Dré Wapenaar gioca in maniera convinta con il pubblico che diviene protagonista attivo della scena. Nelle due tende esposte a Napoli da Lia Rumma i visitatori sono consapevolmente, o loro malgrado, parte di una performance di vita quotidiana. Shower Tent è una tenda al cui interno ci si può docciare normalmente e Newspaper Kiosk è una struttura di tessuto legno e metallo che permette una comoda lettura di giornali o uno scambio di parole. Visitatori, dunque, importanti, tanto che le tende sono disegnate non per piacere, per attrarre l’attenzione, ma per assolvere meglio alla loro funzione aggregante e relazionale.
Il lavoro di Wapenaar si concentra soprattutto sulle relazioni interpersonali, sul modo di comportarsi tra le persone piuttosto che sull’uomo stesso: “Non ho grande fiducia nell’uomo che è instabile e poi si fa la guerra”, ha detto l’artista più volte durante l’inaugurazione. L’osservazione dei comportamenti tra gli uomini indipendentemente dalla volontà dei singoli era un principio fondante della sociologia ed oggi è riproposto sollecitato dalle nuove urgenze tecnologiche e globalizzanti.

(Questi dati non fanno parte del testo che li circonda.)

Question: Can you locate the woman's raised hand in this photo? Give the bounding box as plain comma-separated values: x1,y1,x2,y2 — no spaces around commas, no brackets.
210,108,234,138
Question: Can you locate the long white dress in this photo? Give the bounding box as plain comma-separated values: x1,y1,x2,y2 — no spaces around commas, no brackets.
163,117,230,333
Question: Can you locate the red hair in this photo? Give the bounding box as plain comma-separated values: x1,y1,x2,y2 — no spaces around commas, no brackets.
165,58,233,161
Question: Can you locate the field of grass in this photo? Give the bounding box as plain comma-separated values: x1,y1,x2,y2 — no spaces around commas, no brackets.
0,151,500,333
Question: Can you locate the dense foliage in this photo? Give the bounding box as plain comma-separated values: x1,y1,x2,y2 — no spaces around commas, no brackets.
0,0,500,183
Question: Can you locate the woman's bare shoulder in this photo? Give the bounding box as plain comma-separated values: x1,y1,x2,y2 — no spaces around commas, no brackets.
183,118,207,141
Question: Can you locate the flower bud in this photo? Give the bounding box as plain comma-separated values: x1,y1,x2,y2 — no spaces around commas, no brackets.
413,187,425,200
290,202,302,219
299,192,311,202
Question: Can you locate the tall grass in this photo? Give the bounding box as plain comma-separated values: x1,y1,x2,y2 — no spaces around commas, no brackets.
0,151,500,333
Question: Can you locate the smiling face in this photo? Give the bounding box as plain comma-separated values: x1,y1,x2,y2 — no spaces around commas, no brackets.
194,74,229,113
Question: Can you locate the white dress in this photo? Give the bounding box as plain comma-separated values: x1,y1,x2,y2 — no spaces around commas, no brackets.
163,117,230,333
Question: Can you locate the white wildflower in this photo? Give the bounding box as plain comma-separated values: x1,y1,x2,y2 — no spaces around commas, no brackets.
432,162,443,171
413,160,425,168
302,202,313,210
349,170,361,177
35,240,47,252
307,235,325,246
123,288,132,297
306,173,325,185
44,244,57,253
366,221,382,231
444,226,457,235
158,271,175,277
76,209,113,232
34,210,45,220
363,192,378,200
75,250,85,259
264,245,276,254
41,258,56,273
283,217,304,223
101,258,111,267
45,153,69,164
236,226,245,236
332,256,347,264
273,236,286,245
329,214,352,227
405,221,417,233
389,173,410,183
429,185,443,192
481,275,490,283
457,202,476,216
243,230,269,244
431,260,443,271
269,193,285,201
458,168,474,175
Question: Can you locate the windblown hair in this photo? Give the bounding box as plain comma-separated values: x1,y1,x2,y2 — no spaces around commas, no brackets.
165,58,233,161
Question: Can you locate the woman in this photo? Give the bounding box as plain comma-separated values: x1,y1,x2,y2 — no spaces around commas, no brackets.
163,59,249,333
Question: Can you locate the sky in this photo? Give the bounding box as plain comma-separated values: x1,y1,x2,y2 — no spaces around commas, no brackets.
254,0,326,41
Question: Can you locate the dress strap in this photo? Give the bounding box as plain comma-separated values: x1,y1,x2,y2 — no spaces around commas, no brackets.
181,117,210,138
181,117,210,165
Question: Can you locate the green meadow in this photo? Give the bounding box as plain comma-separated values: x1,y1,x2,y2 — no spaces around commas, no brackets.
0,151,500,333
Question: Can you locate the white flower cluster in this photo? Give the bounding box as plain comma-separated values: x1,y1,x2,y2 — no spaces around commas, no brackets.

Wapenaar lo fa con estro e intelligenza, forte di una già lunga esperienza iniziata nel 1987 come scultore e proseguita nel 1993 con la creazione delle prime tende esposte in Olanda, in Giappone e negli Usa. L’anno prossimo questi lavori faranno parte di una personale al MoMa di New York.
Per ora a Napoli queste opere si confronteranno con un pubblico difficile, più attento alle individualità che ai contesti, che cerca la tradizione anche nella modernità, che premia più il gusto che l’intelligenza.